In terms of scalability concerns re: heliocentrism, well, yeah Harden upping his load to game-breaking levels and not really seeing any increase in his pure impact metrics is a concern. It may have been the best way for that team to win, but as D'Antoni has said, he designs his schemes to maximize the impact and winning of his players and teams... so Harden having lower impact numbers than some of the the competition (in this thread or in the ones just voted in ahead of him) in this scenario doesn't give a ton of confidence that Harden's the better player. He's close enough we can argue it and people may differ, but it is a legit concern.
i don't know what any of this means. in any other sporting situation, if the coach said "we're putting it all on this one guy" and the team had more success than it had ever had. everyone would be amazed at that guy. in any other walk of life, if an organization put it all on one person and then saw outsized success, everyone would be promoting that person and giving them bonuses and stock options and everything. harden does it and y'all are like "well, 99 pieces of evidence say it was remarkable, but this one piece of evidence that seeming inversely correlates to everything else, must be right". it's funny that a stat that is constantly cited like EPM has 2018/19/20 harden as #2/#1/#1 while someone like 2005/06/07 nash only cracks the top 5 once, but that also doesn't give us confidence harden was amazing.
It’s not that a younger Harden would have done better. It’s that as the team got better, as we added more talent around Harden, Harden’s impact dropped — which is exactly what bad scalability means!

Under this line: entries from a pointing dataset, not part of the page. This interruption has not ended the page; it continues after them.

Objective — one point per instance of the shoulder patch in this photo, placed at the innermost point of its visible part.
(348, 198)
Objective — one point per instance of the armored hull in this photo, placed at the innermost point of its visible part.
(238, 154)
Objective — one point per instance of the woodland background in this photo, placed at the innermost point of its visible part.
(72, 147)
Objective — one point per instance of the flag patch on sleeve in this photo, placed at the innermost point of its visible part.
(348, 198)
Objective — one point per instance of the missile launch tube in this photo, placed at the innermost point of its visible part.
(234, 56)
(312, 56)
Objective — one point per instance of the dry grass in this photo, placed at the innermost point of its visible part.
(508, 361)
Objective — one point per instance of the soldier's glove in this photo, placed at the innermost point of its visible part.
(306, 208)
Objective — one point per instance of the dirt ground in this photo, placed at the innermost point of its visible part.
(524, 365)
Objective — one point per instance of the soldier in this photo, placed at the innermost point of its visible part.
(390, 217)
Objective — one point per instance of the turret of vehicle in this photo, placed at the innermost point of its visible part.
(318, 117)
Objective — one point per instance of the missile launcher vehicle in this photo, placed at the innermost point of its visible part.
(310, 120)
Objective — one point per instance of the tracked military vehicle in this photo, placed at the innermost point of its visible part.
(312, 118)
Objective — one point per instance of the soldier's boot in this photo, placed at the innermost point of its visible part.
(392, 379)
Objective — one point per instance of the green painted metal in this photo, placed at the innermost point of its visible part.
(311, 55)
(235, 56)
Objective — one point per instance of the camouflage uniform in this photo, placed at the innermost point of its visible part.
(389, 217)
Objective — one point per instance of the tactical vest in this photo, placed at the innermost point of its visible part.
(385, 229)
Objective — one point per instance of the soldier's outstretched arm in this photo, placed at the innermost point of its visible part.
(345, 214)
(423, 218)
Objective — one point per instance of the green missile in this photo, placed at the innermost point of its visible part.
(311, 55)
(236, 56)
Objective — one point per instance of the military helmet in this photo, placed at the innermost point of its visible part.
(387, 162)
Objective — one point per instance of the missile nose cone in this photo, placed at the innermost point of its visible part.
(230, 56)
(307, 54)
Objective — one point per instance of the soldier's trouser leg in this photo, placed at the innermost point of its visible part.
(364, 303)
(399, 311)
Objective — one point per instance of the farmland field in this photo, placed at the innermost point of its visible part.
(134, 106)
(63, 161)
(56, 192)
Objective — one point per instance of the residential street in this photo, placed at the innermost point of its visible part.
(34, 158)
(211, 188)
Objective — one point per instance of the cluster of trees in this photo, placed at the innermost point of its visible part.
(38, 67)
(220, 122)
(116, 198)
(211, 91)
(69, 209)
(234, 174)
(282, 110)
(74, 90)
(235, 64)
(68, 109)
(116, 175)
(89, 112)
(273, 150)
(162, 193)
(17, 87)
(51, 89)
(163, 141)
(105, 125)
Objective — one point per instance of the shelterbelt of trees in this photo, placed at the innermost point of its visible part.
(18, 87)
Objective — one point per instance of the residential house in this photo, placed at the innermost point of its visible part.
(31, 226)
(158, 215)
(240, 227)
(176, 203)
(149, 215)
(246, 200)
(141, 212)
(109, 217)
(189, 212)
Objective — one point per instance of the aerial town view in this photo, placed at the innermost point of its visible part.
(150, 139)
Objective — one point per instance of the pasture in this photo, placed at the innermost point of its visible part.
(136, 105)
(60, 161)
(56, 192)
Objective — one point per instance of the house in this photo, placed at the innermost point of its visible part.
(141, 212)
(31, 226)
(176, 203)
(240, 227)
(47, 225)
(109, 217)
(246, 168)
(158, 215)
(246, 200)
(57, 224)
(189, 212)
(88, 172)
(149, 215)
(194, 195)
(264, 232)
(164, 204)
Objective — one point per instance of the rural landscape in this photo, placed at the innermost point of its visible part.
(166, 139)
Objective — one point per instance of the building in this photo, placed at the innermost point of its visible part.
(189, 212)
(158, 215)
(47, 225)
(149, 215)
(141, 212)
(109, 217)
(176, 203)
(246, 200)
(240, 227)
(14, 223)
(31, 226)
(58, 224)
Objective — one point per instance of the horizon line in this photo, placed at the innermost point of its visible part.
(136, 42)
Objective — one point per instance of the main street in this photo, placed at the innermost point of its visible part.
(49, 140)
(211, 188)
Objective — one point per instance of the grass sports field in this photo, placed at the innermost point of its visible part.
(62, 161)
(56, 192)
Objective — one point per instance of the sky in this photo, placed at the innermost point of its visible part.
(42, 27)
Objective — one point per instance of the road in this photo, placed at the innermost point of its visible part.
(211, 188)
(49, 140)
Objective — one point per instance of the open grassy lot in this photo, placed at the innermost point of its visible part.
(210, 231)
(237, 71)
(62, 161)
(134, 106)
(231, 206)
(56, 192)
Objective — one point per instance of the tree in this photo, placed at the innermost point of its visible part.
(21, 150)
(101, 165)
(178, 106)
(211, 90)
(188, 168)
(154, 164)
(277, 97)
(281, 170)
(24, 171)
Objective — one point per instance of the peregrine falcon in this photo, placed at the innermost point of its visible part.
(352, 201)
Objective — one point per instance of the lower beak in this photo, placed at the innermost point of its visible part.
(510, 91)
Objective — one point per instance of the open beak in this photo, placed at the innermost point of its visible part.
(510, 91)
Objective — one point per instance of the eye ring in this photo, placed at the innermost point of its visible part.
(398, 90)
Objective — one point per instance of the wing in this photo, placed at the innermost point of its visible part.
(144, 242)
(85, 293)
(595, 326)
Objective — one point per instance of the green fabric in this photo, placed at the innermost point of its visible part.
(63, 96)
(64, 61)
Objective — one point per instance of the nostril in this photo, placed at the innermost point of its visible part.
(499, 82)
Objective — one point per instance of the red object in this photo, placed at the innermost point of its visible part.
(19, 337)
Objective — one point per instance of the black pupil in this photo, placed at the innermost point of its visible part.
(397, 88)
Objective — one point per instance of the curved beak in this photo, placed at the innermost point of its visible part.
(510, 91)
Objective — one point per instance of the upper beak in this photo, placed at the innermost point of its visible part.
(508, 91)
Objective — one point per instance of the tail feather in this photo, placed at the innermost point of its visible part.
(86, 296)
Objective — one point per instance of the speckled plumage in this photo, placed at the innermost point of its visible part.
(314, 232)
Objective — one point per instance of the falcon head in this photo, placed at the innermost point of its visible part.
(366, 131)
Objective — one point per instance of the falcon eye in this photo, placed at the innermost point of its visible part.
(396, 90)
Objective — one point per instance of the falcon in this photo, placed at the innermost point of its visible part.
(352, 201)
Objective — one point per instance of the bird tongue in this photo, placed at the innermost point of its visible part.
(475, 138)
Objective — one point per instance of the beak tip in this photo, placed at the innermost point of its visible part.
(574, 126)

Then we look at the chemistry and fit with costar Paul and it does leave a little to be desired. In 2018, they had a net rating of + 12.84 with Paul + Harden on, but a net rating of +12.37 with only Paul on, and a net rating of +8.64 with only Harden on. Really great stuff to reach +12, but a far cry from the +14 +16 or +18 that some pairings with great chemistry + all the things Harden had (depth, coaching, scheme) can reach. Compare the on-rating with them both vs just Paul, and it's a disappointingly small improvement adding Harden to Paul. Then comparing the Paul-only vs Harden-only lineups and Harden's disappointingly lower (against potentially more starting lineups, but still…). Then we look at the film, and they take a your-turn my-turn style of offense that doesn't suggest much chemistry as some costars, and we see that their rotations are separated by an unusual amount for costars, again suggesting a lack of additive chemistry... which gets harder in the playoffs, when the expectation is you'll be playing both your best players for most of the game so it gets harder to get dominance if they aren't additive on the floor together.
Adding in 2018-2019 and the trend continues. +9.14 Harden+Paul on, +10.41 Paul-only, +7.16 Harden-only. So they're actually worse with the two of them playing than Paul-only, and Paul-only lineups continue to look better than Harden-only (again potentially against more bench lineups which might shrink the concerns, but still).

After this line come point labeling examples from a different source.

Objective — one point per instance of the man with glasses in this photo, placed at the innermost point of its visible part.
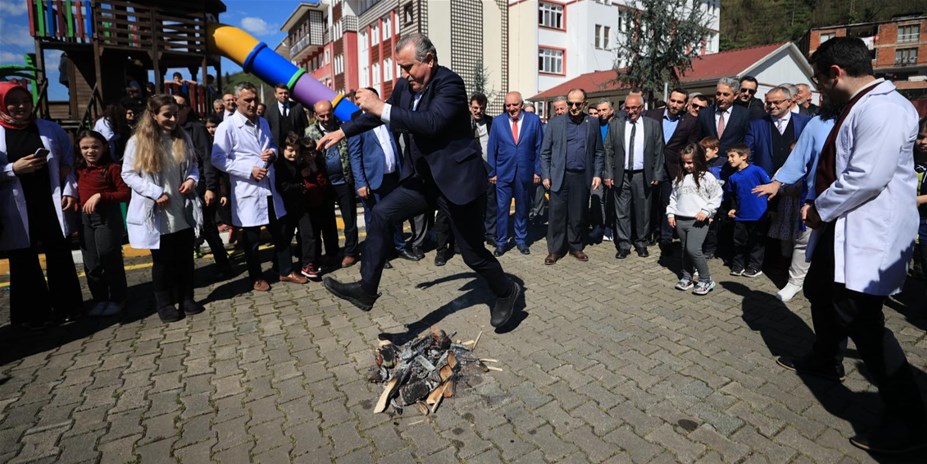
(571, 166)
(747, 97)
(771, 136)
(633, 167)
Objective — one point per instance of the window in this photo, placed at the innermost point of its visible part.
(905, 56)
(909, 33)
(601, 36)
(550, 15)
(550, 61)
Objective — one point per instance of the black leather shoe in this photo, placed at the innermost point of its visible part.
(406, 254)
(352, 292)
(811, 366)
(505, 307)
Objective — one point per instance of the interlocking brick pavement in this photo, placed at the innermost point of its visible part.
(607, 363)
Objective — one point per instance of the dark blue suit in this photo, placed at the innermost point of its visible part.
(514, 167)
(368, 164)
(759, 139)
(442, 168)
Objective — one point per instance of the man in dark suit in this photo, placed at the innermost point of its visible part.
(678, 131)
(571, 166)
(724, 120)
(285, 116)
(441, 168)
(512, 154)
(375, 166)
(633, 167)
(770, 137)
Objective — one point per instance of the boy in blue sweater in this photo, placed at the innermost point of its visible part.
(748, 211)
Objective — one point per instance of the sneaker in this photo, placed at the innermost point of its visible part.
(788, 292)
(98, 309)
(703, 287)
(751, 273)
(113, 308)
(310, 271)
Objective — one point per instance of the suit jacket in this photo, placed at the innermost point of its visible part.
(734, 130)
(615, 156)
(368, 160)
(298, 121)
(438, 136)
(508, 161)
(686, 133)
(554, 147)
(759, 139)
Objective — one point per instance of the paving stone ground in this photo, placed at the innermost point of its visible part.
(607, 363)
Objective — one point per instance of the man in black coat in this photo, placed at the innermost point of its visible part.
(442, 168)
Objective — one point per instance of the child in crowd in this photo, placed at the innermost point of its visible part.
(302, 184)
(748, 211)
(694, 200)
(101, 190)
(711, 146)
(920, 165)
(164, 213)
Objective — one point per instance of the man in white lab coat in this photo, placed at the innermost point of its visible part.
(864, 218)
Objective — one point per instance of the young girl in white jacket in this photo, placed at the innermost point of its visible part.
(164, 213)
(694, 201)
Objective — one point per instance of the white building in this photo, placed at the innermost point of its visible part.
(554, 41)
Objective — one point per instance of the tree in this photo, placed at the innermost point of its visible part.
(657, 41)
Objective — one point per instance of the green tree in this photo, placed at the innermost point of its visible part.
(657, 42)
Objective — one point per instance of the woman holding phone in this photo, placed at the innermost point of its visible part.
(36, 186)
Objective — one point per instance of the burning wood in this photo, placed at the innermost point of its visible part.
(422, 372)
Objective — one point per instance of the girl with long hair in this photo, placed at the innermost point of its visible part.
(164, 213)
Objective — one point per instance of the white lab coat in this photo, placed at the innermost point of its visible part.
(143, 223)
(873, 199)
(14, 233)
(236, 150)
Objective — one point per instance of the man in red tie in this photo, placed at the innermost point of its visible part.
(513, 154)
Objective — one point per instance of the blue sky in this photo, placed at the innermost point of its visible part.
(261, 18)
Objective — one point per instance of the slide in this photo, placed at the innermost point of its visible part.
(257, 58)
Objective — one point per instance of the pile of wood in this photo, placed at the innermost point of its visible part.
(421, 372)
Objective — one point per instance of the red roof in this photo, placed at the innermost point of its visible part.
(707, 67)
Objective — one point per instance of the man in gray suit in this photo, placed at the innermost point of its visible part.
(571, 165)
(633, 166)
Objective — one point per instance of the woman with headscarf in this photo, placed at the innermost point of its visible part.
(36, 186)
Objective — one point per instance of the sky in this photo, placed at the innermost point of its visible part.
(262, 18)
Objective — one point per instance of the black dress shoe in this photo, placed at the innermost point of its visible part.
(811, 366)
(406, 254)
(505, 307)
(352, 292)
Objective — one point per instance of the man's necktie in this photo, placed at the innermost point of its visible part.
(720, 123)
(631, 146)
(515, 131)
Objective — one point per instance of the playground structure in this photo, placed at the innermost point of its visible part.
(109, 44)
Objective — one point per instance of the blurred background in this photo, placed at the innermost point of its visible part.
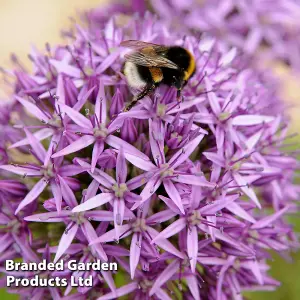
(35, 22)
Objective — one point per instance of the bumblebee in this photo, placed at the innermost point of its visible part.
(150, 65)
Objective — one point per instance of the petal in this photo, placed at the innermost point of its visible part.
(66, 240)
(215, 158)
(265, 222)
(249, 120)
(79, 144)
(145, 165)
(135, 252)
(173, 194)
(212, 98)
(240, 212)
(192, 283)
(90, 233)
(97, 150)
(100, 105)
(194, 180)
(56, 191)
(122, 291)
(217, 205)
(20, 170)
(121, 167)
(37, 147)
(118, 143)
(39, 135)
(192, 246)
(110, 236)
(100, 215)
(119, 209)
(33, 194)
(171, 230)
(156, 138)
(63, 67)
(162, 295)
(76, 116)
(33, 109)
(182, 155)
(244, 187)
(93, 202)
(67, 193)
(149, 189)
(163, 277)
(49, 217)
(164, 244)
(161, 216)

What about chemistry with Cappella? Taking a larger sample over Harden's full 3-year peak now that we have it available, 18-20 Harden + Capella on are +7.25, Harden-only 6.97, Capella-only 1.94. So it's a tiny bit more additive this time, but still a pretty small improvement pairing the stars, and now we're far from the region of diminishing returns. Compared to AD... 20-22 LeBron + AD on are + 6.83, LeBron only 3.93, AD only -2.83 (oof). So AD looks less impactful, but more is a little more scalable (additive relative to his normal value), pretty much exactly like I predicted in my voting post.

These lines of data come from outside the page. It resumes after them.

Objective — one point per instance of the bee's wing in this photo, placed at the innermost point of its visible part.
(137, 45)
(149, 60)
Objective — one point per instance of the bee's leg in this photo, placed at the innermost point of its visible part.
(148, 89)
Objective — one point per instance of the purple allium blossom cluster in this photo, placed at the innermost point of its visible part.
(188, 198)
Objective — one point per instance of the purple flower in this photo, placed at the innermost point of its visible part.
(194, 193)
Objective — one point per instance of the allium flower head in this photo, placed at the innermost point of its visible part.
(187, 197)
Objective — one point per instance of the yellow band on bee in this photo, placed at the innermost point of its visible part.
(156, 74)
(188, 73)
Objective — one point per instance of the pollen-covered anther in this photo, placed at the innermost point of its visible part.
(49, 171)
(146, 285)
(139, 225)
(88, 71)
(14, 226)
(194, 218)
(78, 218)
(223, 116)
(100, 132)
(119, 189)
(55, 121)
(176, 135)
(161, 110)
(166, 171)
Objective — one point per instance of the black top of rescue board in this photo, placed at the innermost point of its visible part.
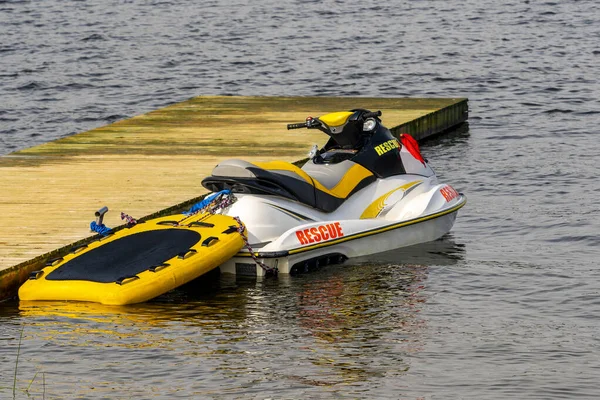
(126, 256)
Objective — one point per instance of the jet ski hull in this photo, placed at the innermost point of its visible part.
(355, 238)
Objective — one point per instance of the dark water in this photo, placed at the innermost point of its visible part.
(506, 306)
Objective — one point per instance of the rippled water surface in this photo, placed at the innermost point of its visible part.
(506, 306)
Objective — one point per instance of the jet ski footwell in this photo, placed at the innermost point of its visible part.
(138, 263)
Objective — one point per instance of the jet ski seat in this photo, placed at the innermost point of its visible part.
(284, 179)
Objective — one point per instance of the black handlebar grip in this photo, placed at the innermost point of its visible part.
(297, 126)
(372, 114)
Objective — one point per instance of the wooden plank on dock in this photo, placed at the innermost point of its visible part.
(150, 162)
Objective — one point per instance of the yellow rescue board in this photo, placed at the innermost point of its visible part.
(138, 263)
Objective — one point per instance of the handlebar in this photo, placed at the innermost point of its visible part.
(311, 123)
(298, 126)
(372, 114)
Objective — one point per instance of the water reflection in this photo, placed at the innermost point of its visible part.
(342, 325)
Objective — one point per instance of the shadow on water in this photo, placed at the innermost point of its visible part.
(339, 325)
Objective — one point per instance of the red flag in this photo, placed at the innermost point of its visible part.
(412, 146)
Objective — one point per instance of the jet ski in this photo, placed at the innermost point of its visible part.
(364, 192)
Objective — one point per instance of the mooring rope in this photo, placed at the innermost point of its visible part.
(268, 270)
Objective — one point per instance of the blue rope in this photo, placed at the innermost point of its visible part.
(207, 200)
(101, 229)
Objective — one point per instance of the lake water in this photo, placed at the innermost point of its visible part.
(505, 306)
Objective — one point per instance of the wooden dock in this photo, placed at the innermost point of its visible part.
(146, 164)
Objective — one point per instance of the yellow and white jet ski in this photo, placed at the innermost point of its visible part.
(363, 193)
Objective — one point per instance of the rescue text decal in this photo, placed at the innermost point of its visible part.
(449, 193)
(387, 146)
(320, 233)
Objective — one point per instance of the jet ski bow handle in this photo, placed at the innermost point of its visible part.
(310, 123)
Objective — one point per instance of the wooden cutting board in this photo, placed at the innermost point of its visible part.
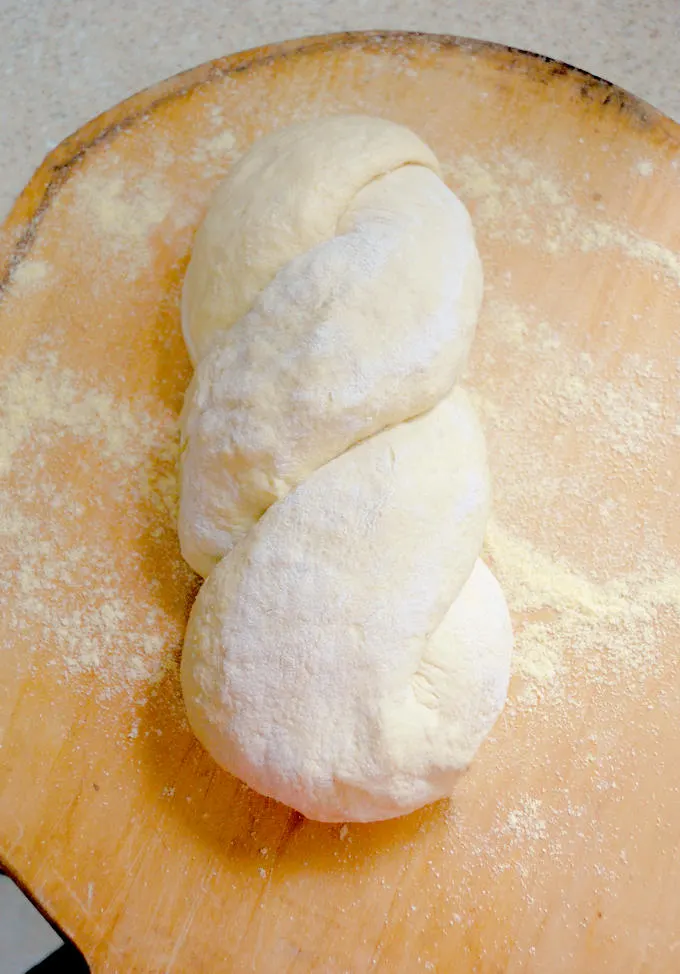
(560, 849)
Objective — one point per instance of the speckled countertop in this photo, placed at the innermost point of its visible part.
(63, 63)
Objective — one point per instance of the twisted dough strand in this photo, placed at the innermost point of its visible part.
(348, 651)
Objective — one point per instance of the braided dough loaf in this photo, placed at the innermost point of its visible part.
(348, 652)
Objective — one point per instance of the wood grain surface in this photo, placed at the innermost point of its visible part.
(560, 850)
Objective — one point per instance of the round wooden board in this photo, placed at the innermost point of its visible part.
(560, 850)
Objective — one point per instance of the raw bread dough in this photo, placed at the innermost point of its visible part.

so i think the problem, and i think this might be handed down from Ben Taylor when he introduced portability/scalability, is that you guys tend to treat it as an inherent quality of one player when it's an inherent quality of 2 players simultaneously. like should i be surprised steph and draymond are additive. one gets like 90% of his value on offense and the other 90% on defense. it would be shocking if they weren't additive. and draymond's one functional offensive skill is perfect for steph, to the point that steph sees his offensive performance boosted consistently and by a lot by a defensive guru like draymond, which is very unique. AD and lebron, manu and duncan. a defensive big and a dynamic offensive wing will always be more additive than something like lebron/wade, 2 guys exactly the same, even though both might blend better with plenty of other players.
harden and cp3 are all time point guards. from oscar to magic to stockton to nash to kidd, i can't think of basically any ATG point guards who didn't need to dominate the ball. since daryl morey couldn't exactly say "oh, all you have is super awesome, highly impactful cp3? but he and james aren't very additive, can i have another available superstar?", the rockets pretty much went in knowing it was going to be my turn/your turn. there wasn't really a different way for it to play out. luckily they both provided spacing for each other but it's not like they could be an offense/defense combo and with their size, neither could be a pick and roll partner for the other. they played my turn/your turn because that's what basically any similar players would do and it worked spectacularly.